The Green Party today criticised Fianna Fáil’s commitment to political reform following a series of statements yesterday by Fianna Fáil leader Micheál Martin.
On Tuesday, it emerged that the Fianna Fáil leader had made written complaints to the Ceann Comhairle over Dáil reforms agreed after the general election that gave increased speaking rights to smaller political parties. He then put forward a counter-motion reversing a position agreed by the newly established cross-party Business Committee, which sets the Dáil agenda.
Along with changes in speaking rights, the Business Committee is a leading component in a series of reforms agreed following the last general election that aim to open the workings of the Dáil to all parties.
Green Party leader Eamon Ryan said: "The conversion of both Fianna Fáil and Fine Gael to 'new politics' seems to have come to an end. Both parties are now working together to restrict the amount of time being given to smaller parties in Dáil statements. Such statements make up a small but important part of Dáil business.

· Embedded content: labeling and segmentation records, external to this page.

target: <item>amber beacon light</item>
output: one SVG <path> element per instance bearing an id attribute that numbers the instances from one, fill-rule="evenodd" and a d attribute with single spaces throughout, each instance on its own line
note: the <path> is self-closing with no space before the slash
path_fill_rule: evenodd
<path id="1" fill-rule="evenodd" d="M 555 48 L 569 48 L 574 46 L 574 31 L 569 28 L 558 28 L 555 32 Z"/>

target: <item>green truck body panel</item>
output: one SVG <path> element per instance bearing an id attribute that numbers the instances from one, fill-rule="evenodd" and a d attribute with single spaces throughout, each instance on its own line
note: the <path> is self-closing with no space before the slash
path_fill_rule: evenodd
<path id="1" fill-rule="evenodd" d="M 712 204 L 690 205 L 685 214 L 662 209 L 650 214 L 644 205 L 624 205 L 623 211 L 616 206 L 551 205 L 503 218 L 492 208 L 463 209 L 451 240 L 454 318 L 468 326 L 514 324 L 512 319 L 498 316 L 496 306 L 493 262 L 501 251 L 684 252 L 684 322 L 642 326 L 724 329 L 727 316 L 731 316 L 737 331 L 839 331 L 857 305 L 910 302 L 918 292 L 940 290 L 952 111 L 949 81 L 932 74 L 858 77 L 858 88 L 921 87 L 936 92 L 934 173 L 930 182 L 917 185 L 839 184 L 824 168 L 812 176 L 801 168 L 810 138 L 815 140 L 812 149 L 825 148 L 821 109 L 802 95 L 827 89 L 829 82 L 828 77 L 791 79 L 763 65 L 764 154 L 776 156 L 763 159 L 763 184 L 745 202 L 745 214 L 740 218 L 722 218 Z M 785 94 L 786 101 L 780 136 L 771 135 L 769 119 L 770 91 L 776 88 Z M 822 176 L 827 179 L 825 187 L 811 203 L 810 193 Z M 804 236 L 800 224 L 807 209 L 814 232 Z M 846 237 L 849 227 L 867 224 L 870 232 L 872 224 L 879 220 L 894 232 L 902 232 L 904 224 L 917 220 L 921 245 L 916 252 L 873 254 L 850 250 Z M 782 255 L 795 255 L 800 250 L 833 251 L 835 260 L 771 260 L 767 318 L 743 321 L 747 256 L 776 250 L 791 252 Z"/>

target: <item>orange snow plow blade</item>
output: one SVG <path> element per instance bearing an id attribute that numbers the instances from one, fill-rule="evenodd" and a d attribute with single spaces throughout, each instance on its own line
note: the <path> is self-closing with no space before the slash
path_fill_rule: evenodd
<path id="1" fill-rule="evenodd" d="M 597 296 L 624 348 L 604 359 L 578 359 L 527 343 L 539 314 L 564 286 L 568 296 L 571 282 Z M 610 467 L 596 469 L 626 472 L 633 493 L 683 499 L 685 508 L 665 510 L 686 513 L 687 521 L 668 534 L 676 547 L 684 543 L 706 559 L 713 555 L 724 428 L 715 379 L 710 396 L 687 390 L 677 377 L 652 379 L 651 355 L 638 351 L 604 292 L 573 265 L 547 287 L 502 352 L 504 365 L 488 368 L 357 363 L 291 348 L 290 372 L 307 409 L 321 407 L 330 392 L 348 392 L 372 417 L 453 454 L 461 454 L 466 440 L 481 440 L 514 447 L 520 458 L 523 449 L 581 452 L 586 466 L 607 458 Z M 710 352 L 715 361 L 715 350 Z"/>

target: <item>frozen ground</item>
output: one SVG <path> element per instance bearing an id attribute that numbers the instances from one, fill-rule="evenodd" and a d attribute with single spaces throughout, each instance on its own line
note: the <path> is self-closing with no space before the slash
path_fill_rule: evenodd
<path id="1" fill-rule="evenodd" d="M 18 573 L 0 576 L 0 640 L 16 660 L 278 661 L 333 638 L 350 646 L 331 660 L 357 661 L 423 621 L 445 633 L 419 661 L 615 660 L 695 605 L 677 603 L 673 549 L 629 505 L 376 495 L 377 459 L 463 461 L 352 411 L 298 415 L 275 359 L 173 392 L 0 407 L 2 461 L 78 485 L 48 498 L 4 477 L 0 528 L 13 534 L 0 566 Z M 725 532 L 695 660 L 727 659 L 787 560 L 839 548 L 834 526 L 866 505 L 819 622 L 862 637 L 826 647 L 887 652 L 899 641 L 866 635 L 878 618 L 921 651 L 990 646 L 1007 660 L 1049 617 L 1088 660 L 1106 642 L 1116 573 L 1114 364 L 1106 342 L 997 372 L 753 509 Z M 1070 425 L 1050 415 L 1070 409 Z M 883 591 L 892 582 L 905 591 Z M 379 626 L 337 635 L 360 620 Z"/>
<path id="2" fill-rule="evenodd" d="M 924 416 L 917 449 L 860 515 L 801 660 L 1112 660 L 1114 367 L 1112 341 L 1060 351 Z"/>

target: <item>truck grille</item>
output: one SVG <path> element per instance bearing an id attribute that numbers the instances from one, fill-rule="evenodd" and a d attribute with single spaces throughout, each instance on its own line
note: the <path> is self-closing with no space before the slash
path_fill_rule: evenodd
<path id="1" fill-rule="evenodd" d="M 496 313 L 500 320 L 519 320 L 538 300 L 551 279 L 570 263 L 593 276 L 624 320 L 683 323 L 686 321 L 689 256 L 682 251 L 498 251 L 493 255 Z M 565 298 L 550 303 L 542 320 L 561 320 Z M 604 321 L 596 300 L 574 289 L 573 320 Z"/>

"Independent analysis shows that overall speaking times are allocated to parties on a proportional basis, with bigger parties having the advantage of speaking first. Now they want to go further by cutting the speaking time for the smaller parties. That would restrict debate in an attempt to return us to an old two-party system that has had its day."
Oliver Moran, the party's political reform spokesperson and representative in Cork North Central, said: "The suspicion all along was that Fianna Fáil's commitment to ‘new politics’ was short term. That failing commitment is now being shown in spades.
"Actions such as undermining the cross-party Business Committee with stunts and complaining to the Ceann Comhairle that they should be able to dominate Dáil time likes days of yore show that their commitment has ended. Micheál Martin has let the mask slip and what we see is a hunger for a return to the 'old politics' of Fianna Fáil."
The Green Party voted to support the position agreed at the Business Committee and will resist Mr Martin's attempts to reduce speaking rights for smaller parties.